Today, tolerance and addiction to opioids with reduced antinociceptive effects is a serious clinical challenge. In the current study, the late occurrence of heat hypoalgesia suggests that triggering or induction of descending inhibition depends on temporal summation of C-fibre mediated noxious afferent signals. Exogenous opioid agonists bind to corresponding peripheral and central receptors, and may robustly inactivate the endogenous descending inhibition due to less input through nociceptive C-fibres. We believe that the more active endogenous descending inhibitory modulation, the more pronounced antinociceptive effects would be expected. In that respect, increases in the release of endogenous enkephalin and dynorphin by alternative treatments, i.e. transcutaneous electrical nerve stimulation (Han, 2003), might be one option for better treatment of intractable pain.
Epilogue
This study shows that supraspinal structures have a function to discriminate between afferent noxious inputs mediated by Aδ- and C-fibres, and in turn excite either descending facilitatory or inhibitory controls. However, this discriminative function of descending modulation seems to be inactive and silent in the normal resting state, and is triggered by sufficient activity in C-afferents, but not A-fibres.
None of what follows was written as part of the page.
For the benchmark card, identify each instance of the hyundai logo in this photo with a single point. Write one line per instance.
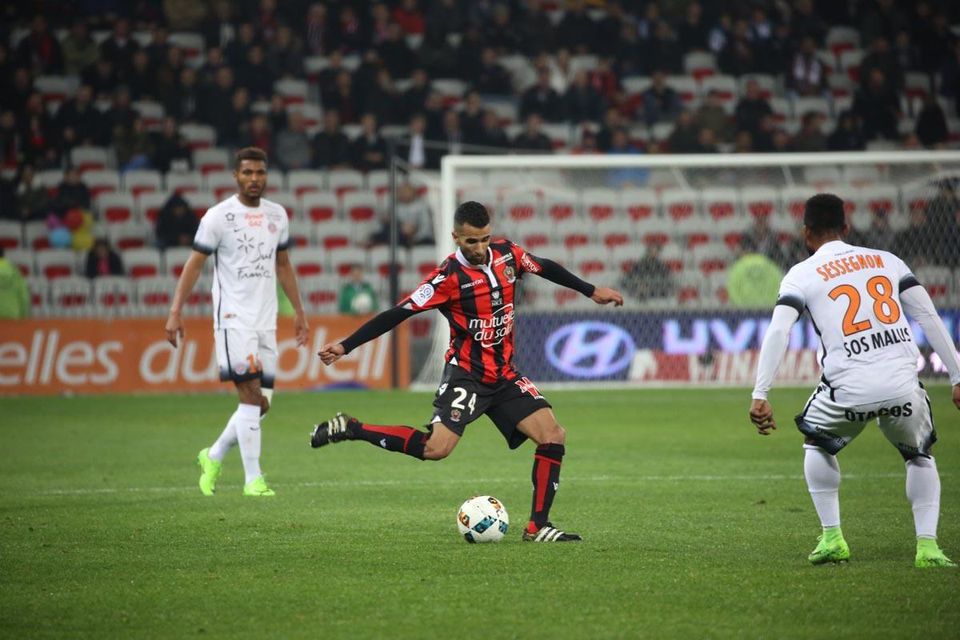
(590, 349)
Activation of endogenous descending inhibition rather than using exogenous analgesic agents, i.e. opioids, might provide a good option for treatment of pain while avoiding drug addiction and abuse.
Acknowledgments
The authors would like to express their appreciation to Drs Ye Zhao and Lin Jin for their assistance with the HPLC and KA lesion. The present work was supported by grants from the National Natural Science Foundation of P.R. China (30770699, 30971424), a grant from the Chinese Education Ministry (NCET-07-0684), and the fundamental research funds for the central universities.
Glossary
Abbreviations
- 5,7-DHT
5,7-dihydroxytryptamine
- 5-HT
serotonin
- HT
hypertonic
- IT
isotonic
- KA
kainic acid
- NA
noradrenaline
- 6-OHDA
6-hydroxydopamine hydrobromide
- RVM
rostroventral medulla
Author contributions
H-J.Y. contributed to the conception and design of the entire experiments, conducted the experiments and performed data analysis and interpretation, and drafted the paper. J.L. conducted the experiments and performed the data analyses, data discussion and interpretation, and assisted in the writing. M-Y.S., L.H., and Y-X.T. contributed the conduction of experiment and data analysis, and assisted in the writing. A.T and L.A.-N. contributed to discussion and interpretation of the data, and critical review of the manuscript. All authors gave the final approval of the version to be published.